Nein, das trifft nicht zu!
Die Sicherungsverfügung (§ 935 ZPO) dient der Sicherung eines Individualanspruchs auf gegenständliche Leistung.
Sie ist von der Regelungsverfügung (§ 940 ZPO) abzugrenzen, die der einstweiligen Sicherung des Rechtsfriedens bis zur Entscheidung des streitigen Rechtsverhältnisses dient. Bei der Regelungsverfügung muss zwischen den Parteien ein Rechtsverhältnis bestehen. Anders als bei der Sicherungsverfügung ist es nicht nötig, dass bestimmte Ansprüche daraus schon entstanden sind, sondern es genügt, dass sie entstehen können.
3. Hier ist die Regelungsverfügung gemäß § 940 ZPO statthaft.
Ja!
Die Regelungsverfügung (§ 940 ZPO) ist statthaft zur einstweiligen Sicherung des Rechtsfriedens bis zur Entscheidung des streitigen Rechtsverhältnisses. Bei der Regelungsverfügung muss zwischen den Parteien ein Rechtsverhältnis bestehen. Ein Rechtsverhältnis ist eine aus dem Sachverhalt abgeleitete, bestimmte, rechtlich geregelte Beziehung von Personen zueinander oder zu Gegenständen. Hier besteht Streit über die gesellschaftlichen Geschäftsführungsbefugnisse (= Rechtsverhältnis). Der vorläufige Entzug dieser soll der Sicherung des Rechtsfriedens bis zur Entscheidung dienen. Somit ist eine Regelungsverfügung (§ 940 ZPO) statthaft. Der Begriff des Rechtsverhältnis wird ähnlich weit wie im Rahmen der Feststellungsklage nach § 256 ZPO verstanden.

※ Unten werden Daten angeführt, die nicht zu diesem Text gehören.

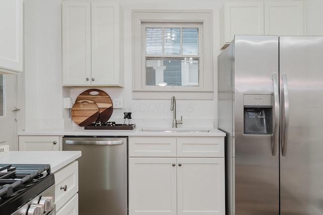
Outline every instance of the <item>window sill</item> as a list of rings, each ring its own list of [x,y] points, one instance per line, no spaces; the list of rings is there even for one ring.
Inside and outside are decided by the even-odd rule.
[[[175,96],[176,99],[213,100],[213,91],[206,92],[160,92],[133,91],[134,99],[170,99]]]

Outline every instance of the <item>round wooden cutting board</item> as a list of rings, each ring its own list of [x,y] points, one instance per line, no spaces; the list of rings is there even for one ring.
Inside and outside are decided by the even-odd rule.
[[[82,99],[75,102],[72,107],[71,115],[76,124],[81,126],[89,125],[97,119],[99,108],[93,101]]]
[[[105,92],[95,89],[86,90],[76,98],[75,102],[84,99],[93,101],[99,108],[97,121],[106,121],[110,118],[113,111],[112,100]],[[94,120],[95,121],[95,120]]]

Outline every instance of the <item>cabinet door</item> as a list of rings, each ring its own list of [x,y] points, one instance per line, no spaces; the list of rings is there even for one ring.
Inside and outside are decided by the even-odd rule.
[[[177,214],[224,215],[224,158],[177,159]]]
[[[78,215],[79,195],[76,193],[57,212],[56,215]]]
[[[266,2],[264,34],[306,35],[306,13],[302,2]]]
[[[263,2],[227,2],[220,13],[221,45],[230,43],[235,35],[263,34]]]
[[[91,5],[63,2],[63,85],[91,84]]]
[[[54,173],[55,176],[55,203],[56,209],[60,210],[63,205],[79,190],[78,162]]]
[[[0,73],[23,70],[23,2],[0,1]]]
[[[92,2],[91,84],[119,85],[119,6],[112,2]]]
[[[129,159],[129,215],[176,215],[176,159]]]
[[[19,151],[59,151],[59,136],[19,136]]]

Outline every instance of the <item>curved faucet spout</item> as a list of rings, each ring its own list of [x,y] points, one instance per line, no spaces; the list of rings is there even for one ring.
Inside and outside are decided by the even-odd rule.
[[[177,128],[177,124],[183,123],[183,121],[182,121],[183,119],[183,117],[182,116],[181,116],[181,120],[180,121],[177,121],[176,120],[176,99],[174,96],[172,97],[172,99],[171,100],[171,110],[172,110],[174,112],[174,117],[173,119],[173,127]]]

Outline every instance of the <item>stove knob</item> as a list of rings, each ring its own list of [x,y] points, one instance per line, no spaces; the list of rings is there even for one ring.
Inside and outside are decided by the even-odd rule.
[[[39,204],[31,204],[28,210],[27,215],[41,215],[44,213],[42,205]]]
[[[44,212],[50,211],[52,209],[54,197],[52,196],[43,196],[39,200],[39,204],[43,205]]]

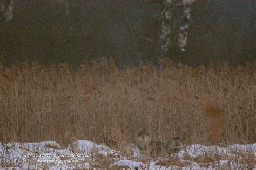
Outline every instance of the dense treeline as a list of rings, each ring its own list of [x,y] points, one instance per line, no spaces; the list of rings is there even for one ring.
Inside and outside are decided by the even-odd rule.
[[[1,22],[1,60],[79,65],[84,60],[113,56],[119,66],[136,65],[139,60],[156,62],[163,10],[158,2],[16,1],[11,22]],[[177,42],[180,8],[174,8],[172,48],[166,57],[193,65],[209,60],[233,64],[253,60],[253,5],[245,1],[194,2],[185,52]]]

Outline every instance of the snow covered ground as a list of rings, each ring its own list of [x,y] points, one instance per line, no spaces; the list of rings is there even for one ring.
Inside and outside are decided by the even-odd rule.
[[[118,151],[86,140],[66,148],[52,141],[1,144],[0,168],[256,169],[256,143],[226,147],[195,144],[170,157],[154,159],[140,155],[132,144],[125,147]]]

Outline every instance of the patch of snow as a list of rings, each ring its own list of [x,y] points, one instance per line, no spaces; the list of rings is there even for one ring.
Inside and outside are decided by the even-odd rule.
[[[194,144],[170,155],[170,158],[158,157],[154,160],[141,155],[137,146],[133,144],[125,143],[125,146],[124,151],[130,151],[129,152],[130,156],[127,157],[120,154],[122,152],[87,140],[77,140],[70,144],[66,148],[62,148],[58,143],[52,141],[0,144],[0,163],[2,163],[0,169],[98,168],[100,168],[99,162],[106,159],[109,161],[107,163],[109,168],[117,166],[119,168],[129,167],[132,169],[212,169],[215,168],[246,169],[250,166],[253,169],[256,170],[255,165],[242,163],[241,161],[242,157],[236,154],[238,151],[239,153],[243,152],[245,154],[252,153],[254,156],[253,159],[256,159],[256,144],[234,144],[227,147]],[[219,160],[198,163],[198,160],[200,161],[200,159],[205,155],[213,157],[215,155],[221,156],[219,157]],[[225,159],[228,157],[235,158],[237,161]],[[177,160],[180,162],[180,165],[184,165],[184,166],[170,165],[172,164],[170,164],[170,162],[169,165],[168,164],[166,165],[165,162],[169,162],[170,159],[172,159],[171,158],[174,160],[178,159]]]

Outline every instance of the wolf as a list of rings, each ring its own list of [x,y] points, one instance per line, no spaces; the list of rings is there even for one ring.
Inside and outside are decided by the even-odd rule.
[[[179,137],[169,140],[167,143],[152,140],[152,135],[149,129],[139,129],[138,131],[138,146],[140,152],[147,156],[168,157],[178,152],[181,147]]]

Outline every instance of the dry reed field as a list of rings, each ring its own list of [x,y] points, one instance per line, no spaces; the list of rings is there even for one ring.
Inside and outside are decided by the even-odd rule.
[[[148,127],[156,140],[180,137],[185,145],[256,142],[255,61],[163,65],[1,65],[0,141],[134,143]]]

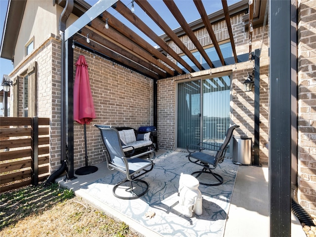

4. Eine Abgrenzung zwischen Sicherungs- und Regelungsverfügung ist oft schwierig. Ist diese Abgrenzung in der Praxis von Bedeutung?
Nein, das ist nicht der Fall!
In der Klausur ist es wichtig, zwischen Sicherungsverfügung (§ 935 ZPO) und Regelungsverfügung (§ 940 ZPO) zu unterscheiden. In der Praxis ist diese Abgrenzung jedoch weitgehend ohne Relevanz, weil das Gericht ohnehin nach freiem Ermessen das Erforderliche veranlasst (§ 938 Abs. 1 ZPO).